The 2018 Order took effect earlier this year, and effectively repealed the Net Neutrality regulations installed by the Commission’s earlier 2015 Open Internet Order (“2015 Order”). With that order, the Commission reclassified broadband internet access service from an information service to a telecommunications service subject to common carrier regulation under Title II of the federal Communications Act. The Commission also expanded transparency requirements applicable to Internet Service Providers’ (“ISPs’”) consumer disclosures and adopted “bright line rules” prohibiting ISPs from throttling, blocking, and prioritizing internet traffic. And the Commission also adopted a “General Conduct Rule” to review any conduct interfering with consumers’ access and use of lawful internet content or edge providers’ ability to make content available to end users. With the 2018 Order, the Commission jettisoned its 2015 Order, and reinstated its longstanding classification of broadband internet access as an information service subject to a “light touch” regulatory approach regulation.
In Mozilla Corp., various petitioners, including activist groups and state governments, challenged the 2018 Order. They principally alleged it violates the Communications Act and is otherwise arbitrary and capricious in violation of the Administrative Procedure Act.

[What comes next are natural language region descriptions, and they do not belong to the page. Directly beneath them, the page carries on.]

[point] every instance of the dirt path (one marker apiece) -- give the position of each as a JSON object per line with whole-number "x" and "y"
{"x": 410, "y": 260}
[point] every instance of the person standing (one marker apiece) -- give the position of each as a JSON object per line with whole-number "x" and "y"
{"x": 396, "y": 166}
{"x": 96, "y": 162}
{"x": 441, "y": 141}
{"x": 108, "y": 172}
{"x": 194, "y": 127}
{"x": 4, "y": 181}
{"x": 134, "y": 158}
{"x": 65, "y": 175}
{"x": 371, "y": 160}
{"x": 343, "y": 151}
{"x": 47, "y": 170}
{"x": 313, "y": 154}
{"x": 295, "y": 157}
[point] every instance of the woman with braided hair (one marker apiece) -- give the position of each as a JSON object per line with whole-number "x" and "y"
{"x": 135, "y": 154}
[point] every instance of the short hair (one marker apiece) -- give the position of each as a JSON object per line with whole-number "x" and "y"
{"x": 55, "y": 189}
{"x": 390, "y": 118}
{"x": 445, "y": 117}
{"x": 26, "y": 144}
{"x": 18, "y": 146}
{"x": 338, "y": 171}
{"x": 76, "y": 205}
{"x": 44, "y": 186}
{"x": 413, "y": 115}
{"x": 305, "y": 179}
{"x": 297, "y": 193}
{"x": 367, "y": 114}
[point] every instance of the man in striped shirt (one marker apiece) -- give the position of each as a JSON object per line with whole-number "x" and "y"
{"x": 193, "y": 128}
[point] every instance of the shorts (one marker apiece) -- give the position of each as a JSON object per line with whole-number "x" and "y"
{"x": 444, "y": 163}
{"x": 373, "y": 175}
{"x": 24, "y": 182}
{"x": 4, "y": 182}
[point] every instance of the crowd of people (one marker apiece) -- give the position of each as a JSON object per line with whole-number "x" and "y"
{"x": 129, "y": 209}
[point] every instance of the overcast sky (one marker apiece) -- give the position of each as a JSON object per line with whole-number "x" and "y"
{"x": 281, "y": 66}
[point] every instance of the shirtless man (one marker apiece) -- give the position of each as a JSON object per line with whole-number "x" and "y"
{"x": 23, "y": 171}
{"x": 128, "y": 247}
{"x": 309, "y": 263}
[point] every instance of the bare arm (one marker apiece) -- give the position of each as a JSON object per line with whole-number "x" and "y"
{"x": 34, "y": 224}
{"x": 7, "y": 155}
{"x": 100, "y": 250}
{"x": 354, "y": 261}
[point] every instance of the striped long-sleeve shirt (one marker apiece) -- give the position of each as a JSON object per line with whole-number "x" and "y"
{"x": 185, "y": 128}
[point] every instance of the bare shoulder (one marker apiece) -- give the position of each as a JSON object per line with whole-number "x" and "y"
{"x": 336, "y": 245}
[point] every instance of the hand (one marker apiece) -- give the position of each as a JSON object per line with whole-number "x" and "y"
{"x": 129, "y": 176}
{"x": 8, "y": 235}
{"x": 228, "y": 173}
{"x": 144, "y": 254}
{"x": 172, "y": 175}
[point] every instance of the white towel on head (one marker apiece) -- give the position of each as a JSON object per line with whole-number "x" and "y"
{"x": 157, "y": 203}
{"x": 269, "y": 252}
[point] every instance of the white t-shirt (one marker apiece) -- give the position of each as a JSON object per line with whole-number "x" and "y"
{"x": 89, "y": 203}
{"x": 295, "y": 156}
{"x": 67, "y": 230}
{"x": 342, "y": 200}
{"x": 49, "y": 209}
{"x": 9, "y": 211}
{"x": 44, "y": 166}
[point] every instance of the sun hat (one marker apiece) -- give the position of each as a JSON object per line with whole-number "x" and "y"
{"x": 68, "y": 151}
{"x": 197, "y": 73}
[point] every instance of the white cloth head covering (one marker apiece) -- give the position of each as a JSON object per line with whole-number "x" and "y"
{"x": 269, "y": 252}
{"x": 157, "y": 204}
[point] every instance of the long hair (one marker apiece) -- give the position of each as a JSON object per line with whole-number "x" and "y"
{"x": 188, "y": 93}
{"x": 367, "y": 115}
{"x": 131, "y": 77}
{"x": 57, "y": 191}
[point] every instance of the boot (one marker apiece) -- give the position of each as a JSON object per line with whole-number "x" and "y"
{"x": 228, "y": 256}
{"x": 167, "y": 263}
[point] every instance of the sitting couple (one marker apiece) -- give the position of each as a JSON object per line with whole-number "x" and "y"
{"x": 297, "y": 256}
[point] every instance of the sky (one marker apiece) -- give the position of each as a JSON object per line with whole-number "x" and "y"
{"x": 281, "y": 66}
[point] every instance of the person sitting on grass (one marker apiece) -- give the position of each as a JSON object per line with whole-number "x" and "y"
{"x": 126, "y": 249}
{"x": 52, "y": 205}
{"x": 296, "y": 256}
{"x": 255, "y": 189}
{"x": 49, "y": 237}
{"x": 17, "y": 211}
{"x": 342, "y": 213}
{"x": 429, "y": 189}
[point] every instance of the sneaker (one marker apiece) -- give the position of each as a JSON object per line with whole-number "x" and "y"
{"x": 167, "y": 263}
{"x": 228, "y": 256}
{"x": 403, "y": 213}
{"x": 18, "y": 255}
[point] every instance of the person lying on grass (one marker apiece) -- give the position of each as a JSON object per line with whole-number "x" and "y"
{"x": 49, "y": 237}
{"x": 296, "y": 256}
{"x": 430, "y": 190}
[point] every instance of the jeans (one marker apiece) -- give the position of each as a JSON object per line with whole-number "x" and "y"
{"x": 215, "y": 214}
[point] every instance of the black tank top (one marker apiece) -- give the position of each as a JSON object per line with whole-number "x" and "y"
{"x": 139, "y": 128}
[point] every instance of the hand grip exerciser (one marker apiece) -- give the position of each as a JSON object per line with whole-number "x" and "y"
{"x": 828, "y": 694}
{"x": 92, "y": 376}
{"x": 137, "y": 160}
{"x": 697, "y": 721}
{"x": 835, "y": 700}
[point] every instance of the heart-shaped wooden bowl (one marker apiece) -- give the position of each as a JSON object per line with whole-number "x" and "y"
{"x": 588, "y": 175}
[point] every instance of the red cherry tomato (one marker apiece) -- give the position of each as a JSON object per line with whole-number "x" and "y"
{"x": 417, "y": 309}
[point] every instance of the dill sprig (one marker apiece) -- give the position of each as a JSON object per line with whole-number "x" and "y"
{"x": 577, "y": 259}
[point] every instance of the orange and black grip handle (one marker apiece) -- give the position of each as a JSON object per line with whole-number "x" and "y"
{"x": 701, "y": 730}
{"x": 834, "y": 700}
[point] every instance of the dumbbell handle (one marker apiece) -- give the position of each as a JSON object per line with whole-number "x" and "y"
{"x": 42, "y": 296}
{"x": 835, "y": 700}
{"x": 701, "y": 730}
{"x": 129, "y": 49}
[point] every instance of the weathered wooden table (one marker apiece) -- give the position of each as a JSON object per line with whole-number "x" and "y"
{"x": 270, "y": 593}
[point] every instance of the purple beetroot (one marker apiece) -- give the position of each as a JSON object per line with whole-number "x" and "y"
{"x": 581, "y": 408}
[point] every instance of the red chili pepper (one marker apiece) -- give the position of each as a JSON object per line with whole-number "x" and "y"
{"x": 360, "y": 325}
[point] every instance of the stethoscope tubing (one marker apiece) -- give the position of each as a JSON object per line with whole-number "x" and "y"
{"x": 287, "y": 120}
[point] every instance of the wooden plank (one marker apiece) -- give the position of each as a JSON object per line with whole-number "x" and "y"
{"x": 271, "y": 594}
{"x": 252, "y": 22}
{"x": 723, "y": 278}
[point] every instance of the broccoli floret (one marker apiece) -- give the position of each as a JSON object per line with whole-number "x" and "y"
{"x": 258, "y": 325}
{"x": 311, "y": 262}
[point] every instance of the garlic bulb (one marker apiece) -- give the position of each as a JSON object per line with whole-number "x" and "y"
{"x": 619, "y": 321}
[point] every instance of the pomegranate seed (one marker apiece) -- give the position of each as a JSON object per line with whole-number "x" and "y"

Oral argument before Circuit Judges Patricia Millet, Robert Wilkins, and Senior Circuit Judge Stephen Williams lasted almost five hours. The arguments focused on whether broadband internet access is properly classified as a Title I information service or a Title II telecommunications service, the deference afforded to the Commission’s statutory interpretations, and whether the Commission adhered to procedural requirements in issuing the 2018 Order.
Petitioners argued the Commission’s classification was not entitled to deference based on its alleged failure to decide whether certain ISP services constituted information or telecommunications services. They also argued the 2018 Order did not fully assess issues like public safety, market concentration, and how antitrust and consumer protection laws would function in the absence of regulation by the Commission. In response, the court invoked the Supreme Court’s holding in Nat’l Cable & Tele. Ass’n v. Brand X Internet Services, which upheld the Commission’s authority to classify broadband internet services as information services.
During its argument, the Commission’s General Counsel argued its statutory constructions are entitled to deference, as permitted by Congress and confirmed by prior rulings of the D.C. Circuit and Supreme Court. But some members of the panel criticized the Commission’s analysis based on its relative silence on possible public safety implications of paid prioritization practices. The Commission, however, responded with historical, legal, and economic explanations for its determinations.
As for the 2018 Order’s preemption of state net neutrality laws, petitioners argued the Commission cannot preempt state laws while at the same time determining it lacks authority to regulate the practices which states now seek to regulate. But the court pushed back on the notion the Commission had abdicated all regulatory control such that states may enact sweeping legislation touching on interstate telecommunications. The court also raised, and petitioners acknowledged, the preemption issue may not even be ripe now given the array and scope of proposed state net neutrality laws as well as pending litigation over state-enacted net neutrality laws proceeding in courts across the country.
We expect the court will rule prior to the start of its next term.